HC Deb 24 June 1931 vol 254 cc436-8

asked the Minister of Agriculture whether, in view of the outbreak of foot-and-mouth disease being traceable to Irish cattle imported into Great Britain, he will institute inquiries as to the present system of inspection of Irish cattle before shipment and consider as to the appointment of British veterinary officers at the Irish ports to inspect all shipments of cattle from Ireland to British ports?

Mr. CHARLETON (Lord of the Treasury)

All animals brought to Great Britain from Northern Ireland or the Irish Free State are required to be shipped from specified ports only and to be accompanied by a certificate of a veterinary officer appointed by the respective Government to the effect that the animals were inspected by him immediately prior to shipment and found free from disease. My right hon. Friend is satisfied from the inquiries which he has made that the animals which were responsible for the introduction of foot-and-mouth disease into this country on the 11th June showed no clinical evidence of foot-and-mouth disease when examined either at the ports of shipment in Ireland or at the landing places in this country.

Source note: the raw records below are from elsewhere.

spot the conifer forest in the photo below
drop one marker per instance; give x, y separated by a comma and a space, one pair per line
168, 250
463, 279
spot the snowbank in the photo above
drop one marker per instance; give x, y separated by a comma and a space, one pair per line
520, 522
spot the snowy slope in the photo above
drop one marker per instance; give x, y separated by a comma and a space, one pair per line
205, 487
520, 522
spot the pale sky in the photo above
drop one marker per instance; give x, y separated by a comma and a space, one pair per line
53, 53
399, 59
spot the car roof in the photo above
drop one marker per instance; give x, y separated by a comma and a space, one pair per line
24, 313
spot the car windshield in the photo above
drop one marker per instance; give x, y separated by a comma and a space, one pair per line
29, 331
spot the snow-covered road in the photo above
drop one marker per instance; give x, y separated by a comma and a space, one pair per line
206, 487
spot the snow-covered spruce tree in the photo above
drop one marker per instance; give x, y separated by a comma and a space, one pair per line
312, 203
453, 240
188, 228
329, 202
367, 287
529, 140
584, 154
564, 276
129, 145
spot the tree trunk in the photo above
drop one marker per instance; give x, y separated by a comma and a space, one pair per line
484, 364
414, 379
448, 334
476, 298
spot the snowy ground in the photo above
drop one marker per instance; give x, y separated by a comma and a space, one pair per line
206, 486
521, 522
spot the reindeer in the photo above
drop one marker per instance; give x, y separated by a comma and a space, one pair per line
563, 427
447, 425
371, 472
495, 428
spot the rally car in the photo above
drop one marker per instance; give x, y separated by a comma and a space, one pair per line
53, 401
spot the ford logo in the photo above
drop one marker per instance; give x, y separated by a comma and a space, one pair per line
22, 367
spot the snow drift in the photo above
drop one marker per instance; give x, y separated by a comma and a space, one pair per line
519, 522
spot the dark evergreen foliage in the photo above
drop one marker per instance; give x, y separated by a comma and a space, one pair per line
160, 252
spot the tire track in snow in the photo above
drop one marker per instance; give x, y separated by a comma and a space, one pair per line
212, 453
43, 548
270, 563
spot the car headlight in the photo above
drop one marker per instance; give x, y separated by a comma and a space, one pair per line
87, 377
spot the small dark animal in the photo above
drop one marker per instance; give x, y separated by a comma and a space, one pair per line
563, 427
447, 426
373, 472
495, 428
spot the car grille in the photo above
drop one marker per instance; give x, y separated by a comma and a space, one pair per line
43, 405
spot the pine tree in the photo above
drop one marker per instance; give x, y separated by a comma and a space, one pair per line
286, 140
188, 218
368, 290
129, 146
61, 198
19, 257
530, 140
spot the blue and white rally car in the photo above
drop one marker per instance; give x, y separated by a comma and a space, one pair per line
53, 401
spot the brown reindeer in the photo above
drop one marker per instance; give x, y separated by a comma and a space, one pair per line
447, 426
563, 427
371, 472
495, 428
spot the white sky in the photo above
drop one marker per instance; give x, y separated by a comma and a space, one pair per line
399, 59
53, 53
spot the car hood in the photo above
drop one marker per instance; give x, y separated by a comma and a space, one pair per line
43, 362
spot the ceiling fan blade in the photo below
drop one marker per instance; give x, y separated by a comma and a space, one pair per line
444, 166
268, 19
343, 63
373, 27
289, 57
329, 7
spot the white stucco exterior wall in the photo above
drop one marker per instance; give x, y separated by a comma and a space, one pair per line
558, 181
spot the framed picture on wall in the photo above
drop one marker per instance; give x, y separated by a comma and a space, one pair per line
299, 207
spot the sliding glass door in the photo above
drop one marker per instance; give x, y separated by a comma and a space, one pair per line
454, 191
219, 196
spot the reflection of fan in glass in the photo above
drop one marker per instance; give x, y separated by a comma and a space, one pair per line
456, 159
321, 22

Will the hon. Member convey to the Minister the fact that there is a strong feeling that the general system of inspection should be reconsidered with a view to further precautions being taken?




Does not this show the necessity of having a proper period of quarantine so that our herds shall not be infected from the lower-class herds in Ireland?


That is beyond me.

47. Mr. MILLAR

asked the Minister of Agriculture the latest developments in connection with the outbreak of foot-and-mouth disease in Scotland; the number of districts affected; the number of cases in which the existence of the disease has been confirmed; and the number of animals destroyed?


Since ray right hon. Friend's statement in this House on Monday, two further outbreaks of foot-and-mouth disease have been confirmed in Scotland, one at Scone and the other at Kinrossie, both in the county of Perth and Kinross. Fifty-five cattle, 127 sheep and six pigs have been destroyed in connection with these cases. No extension of the existing infected areas in Scotland was necessitated by these further outbreaks.


Do I understand that these are later figures; or is the hon. Member simply repeating what was stated on Monday?


My reply says "Since my right hon. Friend's statement."